Mary Worth is a newspaper comic strip, which has had a seven-decade run since it began in 1938 under the title Mary Worth's Family—a name that was later changed in 1942 in recognition of the fact that the strip came to focus more and more on the title character Mary Worth and less on the members of her extended family. Distributed by King Features Syndicate, this pioneering soap opera-style strip had an influence on several realistically drawn continuity strips that followed. The strip, by Allen Saunders and Dale Connor, initially appeared under the pseudonym "Dale Allen". Ken Ernst succeeded Connor as artist in 1942, and the title was shortened. Harvey Comics published a comic-book spinoff, Love Stories of Mary Worth, from 1949 to 1950. It is loosely associated with an older comic strip, Apple Mary: Mary Worth's Family, though its current syndicate denies any association no matter how loose.

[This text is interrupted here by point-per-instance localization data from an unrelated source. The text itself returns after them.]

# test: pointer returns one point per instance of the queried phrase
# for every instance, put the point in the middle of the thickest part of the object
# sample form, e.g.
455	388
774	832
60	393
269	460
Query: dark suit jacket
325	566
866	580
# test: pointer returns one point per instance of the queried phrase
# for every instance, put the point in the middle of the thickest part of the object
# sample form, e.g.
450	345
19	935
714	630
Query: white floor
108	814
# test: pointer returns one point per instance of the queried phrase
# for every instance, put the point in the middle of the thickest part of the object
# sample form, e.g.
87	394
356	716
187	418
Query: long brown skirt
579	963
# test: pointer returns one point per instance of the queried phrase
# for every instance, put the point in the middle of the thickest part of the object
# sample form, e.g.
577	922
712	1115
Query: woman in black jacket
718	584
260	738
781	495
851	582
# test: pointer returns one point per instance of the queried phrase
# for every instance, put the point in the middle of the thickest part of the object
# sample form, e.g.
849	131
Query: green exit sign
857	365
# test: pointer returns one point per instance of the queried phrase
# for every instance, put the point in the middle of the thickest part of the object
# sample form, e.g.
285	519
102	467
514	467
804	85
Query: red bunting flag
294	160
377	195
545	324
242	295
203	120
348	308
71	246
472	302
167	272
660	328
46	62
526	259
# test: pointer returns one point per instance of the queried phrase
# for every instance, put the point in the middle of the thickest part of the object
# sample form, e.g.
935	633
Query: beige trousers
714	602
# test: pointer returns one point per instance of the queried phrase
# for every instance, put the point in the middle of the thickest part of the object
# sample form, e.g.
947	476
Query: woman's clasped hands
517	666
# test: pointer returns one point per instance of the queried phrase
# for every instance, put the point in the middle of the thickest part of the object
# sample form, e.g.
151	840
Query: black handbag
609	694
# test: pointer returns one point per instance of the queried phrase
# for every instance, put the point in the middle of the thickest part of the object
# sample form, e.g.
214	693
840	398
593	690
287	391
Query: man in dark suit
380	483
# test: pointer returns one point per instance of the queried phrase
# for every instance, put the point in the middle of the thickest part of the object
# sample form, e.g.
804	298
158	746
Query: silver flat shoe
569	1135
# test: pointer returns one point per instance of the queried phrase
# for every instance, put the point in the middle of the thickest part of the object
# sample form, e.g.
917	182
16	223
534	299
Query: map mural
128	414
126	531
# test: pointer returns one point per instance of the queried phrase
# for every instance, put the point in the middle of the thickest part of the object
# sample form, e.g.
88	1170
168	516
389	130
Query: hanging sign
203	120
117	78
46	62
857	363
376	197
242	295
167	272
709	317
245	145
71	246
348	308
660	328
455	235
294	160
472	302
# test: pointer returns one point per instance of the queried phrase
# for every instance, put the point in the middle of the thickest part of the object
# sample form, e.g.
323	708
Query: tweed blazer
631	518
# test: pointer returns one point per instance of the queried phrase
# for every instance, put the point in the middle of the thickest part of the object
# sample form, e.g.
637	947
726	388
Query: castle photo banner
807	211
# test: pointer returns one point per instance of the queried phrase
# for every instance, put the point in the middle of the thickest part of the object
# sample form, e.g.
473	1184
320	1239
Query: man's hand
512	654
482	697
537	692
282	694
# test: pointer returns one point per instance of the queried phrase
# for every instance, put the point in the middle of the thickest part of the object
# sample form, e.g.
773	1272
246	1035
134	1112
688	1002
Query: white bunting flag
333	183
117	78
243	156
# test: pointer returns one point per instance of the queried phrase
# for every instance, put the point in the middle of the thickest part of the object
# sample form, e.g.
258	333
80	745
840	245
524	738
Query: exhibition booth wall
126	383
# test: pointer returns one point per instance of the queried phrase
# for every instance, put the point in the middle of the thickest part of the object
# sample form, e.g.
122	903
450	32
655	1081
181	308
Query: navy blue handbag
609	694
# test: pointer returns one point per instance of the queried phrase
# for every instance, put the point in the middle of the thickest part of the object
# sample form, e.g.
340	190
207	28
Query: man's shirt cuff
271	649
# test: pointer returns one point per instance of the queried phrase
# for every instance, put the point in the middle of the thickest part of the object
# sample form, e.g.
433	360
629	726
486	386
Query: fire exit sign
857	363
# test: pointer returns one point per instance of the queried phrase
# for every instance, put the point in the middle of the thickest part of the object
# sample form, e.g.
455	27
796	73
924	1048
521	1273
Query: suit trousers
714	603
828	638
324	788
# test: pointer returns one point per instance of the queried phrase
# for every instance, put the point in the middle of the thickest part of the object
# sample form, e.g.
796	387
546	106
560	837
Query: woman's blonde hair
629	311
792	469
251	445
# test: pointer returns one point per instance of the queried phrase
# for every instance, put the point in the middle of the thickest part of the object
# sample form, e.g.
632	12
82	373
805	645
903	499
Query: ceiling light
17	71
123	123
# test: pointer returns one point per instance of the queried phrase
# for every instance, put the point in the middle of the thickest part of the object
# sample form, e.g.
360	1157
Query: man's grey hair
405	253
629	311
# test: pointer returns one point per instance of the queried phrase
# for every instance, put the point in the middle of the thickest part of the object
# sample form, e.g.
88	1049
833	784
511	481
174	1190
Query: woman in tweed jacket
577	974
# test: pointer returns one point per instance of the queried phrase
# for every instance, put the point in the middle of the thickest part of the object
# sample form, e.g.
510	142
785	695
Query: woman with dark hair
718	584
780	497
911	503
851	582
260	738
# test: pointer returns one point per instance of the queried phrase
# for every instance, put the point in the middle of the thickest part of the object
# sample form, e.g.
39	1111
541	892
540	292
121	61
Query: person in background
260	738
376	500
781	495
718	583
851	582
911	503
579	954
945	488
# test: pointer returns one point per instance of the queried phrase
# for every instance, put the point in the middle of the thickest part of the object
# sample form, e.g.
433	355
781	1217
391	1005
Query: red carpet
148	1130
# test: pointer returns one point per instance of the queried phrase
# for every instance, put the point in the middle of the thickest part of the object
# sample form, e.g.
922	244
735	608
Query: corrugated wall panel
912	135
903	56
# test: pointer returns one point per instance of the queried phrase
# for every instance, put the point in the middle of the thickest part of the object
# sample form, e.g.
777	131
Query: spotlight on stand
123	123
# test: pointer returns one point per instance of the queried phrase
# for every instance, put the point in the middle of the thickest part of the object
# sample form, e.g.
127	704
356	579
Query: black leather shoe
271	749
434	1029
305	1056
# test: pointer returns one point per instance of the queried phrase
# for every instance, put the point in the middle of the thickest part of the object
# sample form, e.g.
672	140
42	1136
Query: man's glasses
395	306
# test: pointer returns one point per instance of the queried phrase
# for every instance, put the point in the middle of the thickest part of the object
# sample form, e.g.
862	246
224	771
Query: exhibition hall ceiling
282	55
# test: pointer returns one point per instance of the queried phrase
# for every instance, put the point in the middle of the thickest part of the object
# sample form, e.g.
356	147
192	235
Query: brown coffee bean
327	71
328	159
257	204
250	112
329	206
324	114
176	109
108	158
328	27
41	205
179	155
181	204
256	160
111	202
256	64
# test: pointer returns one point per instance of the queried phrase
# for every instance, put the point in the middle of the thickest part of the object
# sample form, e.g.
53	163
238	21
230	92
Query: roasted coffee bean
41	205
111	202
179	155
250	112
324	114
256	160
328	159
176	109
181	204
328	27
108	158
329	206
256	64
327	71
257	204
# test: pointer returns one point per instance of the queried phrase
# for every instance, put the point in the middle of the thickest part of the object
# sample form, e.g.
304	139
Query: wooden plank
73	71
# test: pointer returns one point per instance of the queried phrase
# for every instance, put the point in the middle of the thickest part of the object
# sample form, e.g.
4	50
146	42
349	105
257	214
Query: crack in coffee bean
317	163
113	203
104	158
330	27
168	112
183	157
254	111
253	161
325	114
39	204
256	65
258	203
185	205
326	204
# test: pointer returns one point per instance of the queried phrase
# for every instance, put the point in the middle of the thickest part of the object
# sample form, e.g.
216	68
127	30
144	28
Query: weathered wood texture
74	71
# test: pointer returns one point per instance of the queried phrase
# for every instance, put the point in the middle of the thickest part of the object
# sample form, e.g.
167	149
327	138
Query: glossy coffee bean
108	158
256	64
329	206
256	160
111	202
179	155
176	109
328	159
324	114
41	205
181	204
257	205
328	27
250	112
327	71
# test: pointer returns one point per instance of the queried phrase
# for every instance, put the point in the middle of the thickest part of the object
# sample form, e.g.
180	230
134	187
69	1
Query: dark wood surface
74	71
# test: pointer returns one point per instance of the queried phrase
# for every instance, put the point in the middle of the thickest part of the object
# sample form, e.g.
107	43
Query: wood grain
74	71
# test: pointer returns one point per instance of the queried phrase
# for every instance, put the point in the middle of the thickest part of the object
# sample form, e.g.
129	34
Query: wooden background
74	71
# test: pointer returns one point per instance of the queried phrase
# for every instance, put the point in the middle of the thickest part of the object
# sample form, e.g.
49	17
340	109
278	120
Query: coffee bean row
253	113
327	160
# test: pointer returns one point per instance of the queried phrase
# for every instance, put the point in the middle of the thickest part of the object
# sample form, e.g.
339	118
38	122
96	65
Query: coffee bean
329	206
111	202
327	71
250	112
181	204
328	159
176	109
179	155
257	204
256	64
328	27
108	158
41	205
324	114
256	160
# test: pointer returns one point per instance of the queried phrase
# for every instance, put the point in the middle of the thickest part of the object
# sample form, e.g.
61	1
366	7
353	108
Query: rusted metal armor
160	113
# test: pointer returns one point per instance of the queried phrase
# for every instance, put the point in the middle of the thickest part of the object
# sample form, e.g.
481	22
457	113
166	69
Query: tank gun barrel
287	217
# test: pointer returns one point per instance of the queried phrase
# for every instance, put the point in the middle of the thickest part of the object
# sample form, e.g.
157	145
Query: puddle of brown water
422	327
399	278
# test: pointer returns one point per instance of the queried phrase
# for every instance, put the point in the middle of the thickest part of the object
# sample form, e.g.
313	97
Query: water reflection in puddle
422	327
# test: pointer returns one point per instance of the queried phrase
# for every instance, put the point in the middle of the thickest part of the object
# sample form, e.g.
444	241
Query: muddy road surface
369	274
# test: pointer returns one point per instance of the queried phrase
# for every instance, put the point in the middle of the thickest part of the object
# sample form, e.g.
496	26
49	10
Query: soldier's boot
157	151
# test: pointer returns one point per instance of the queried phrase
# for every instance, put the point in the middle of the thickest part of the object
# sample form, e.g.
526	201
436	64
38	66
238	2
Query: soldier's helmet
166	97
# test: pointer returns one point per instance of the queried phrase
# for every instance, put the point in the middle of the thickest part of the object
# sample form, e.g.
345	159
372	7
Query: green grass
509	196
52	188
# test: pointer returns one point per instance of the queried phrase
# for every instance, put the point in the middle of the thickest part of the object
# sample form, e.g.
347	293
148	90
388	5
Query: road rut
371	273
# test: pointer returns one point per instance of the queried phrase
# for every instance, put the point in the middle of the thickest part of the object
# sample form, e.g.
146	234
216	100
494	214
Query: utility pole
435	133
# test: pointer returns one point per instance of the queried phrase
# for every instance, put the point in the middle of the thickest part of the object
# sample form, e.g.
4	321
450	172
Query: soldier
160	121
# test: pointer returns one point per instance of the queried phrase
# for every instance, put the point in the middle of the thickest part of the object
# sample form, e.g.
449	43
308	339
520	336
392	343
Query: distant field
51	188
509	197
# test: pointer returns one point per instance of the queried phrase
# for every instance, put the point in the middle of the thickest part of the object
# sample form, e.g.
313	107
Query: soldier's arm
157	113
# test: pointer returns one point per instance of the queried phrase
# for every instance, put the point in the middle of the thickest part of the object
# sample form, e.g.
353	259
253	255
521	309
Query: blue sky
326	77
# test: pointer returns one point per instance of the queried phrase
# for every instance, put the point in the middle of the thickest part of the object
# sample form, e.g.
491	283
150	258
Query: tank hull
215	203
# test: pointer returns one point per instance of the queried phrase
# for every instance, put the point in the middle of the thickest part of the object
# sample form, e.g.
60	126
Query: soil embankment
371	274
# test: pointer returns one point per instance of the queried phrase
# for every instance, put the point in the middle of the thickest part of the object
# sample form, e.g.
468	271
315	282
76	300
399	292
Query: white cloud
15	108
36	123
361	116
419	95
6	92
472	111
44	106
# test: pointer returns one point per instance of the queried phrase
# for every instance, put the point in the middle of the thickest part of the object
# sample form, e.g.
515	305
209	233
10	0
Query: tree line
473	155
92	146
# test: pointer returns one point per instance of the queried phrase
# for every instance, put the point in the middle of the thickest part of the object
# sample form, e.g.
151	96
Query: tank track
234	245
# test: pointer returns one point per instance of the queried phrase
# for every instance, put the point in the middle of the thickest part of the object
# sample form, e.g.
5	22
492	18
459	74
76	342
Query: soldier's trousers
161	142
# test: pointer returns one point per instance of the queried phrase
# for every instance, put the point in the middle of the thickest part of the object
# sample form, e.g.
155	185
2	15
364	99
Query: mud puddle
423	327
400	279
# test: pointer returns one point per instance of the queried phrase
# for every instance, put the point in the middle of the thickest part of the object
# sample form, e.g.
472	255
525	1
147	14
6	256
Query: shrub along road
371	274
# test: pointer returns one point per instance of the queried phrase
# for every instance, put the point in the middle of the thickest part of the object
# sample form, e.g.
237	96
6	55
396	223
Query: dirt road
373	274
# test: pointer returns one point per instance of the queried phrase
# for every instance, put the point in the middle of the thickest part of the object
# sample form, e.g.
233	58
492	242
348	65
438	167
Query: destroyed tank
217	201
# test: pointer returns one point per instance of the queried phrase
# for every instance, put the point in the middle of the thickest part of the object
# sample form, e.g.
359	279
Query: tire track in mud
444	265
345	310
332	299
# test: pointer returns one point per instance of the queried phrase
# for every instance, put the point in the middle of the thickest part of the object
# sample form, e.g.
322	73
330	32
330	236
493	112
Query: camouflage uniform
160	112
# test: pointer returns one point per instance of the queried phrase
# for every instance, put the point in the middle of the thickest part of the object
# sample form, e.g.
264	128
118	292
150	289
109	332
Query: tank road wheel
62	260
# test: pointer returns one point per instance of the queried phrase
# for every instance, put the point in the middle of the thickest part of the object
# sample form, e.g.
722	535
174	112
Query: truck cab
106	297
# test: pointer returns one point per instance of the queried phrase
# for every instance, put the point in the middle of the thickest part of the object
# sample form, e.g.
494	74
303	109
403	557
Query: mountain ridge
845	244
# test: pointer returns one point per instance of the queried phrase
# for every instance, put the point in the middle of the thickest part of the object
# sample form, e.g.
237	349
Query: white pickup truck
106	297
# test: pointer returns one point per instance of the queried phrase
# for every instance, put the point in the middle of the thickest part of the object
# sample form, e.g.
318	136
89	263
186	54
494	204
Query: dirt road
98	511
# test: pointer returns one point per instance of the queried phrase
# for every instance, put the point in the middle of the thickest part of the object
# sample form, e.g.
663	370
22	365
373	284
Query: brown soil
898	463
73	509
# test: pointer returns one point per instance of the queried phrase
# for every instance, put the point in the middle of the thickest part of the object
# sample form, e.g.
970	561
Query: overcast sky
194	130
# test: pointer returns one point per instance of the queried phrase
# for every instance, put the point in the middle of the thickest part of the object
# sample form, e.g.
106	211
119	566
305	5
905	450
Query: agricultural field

Many reference sources state it was a continuation of King Features Syndicate's Depression-era strip Apple Mary, created by Martha Orr in 1932, centering on an old woman who sold apples on the street and offered humble common sense.Apple Mary ran through 1939, at which point, writes comics historian Don Markstein, "It's generally thought that under a new writer (Allen Saunders, whose credits include Kerry Drake and Steve Roper) and artist (Dale Connor, formerly Orr's assistant), it gradually metamorphosed into Mary Worth. As late as February 1940, the strip appeared as Apple Mary, subtitled Mary Worth's Family. (See example here.)
King Features, which gives the debut year of Mary Worth as 1938, denies any connection between the strips, saying, "Contrary to popular belief, Mary Worth is not a continuation of the Depression Era favorite Apple Mary. The strip was created as a replacement feature offered to newspapers when Martha Orr, who created the dowdy apple peddler, retired. The only thing the new title character had in common with her predecessor was a first name."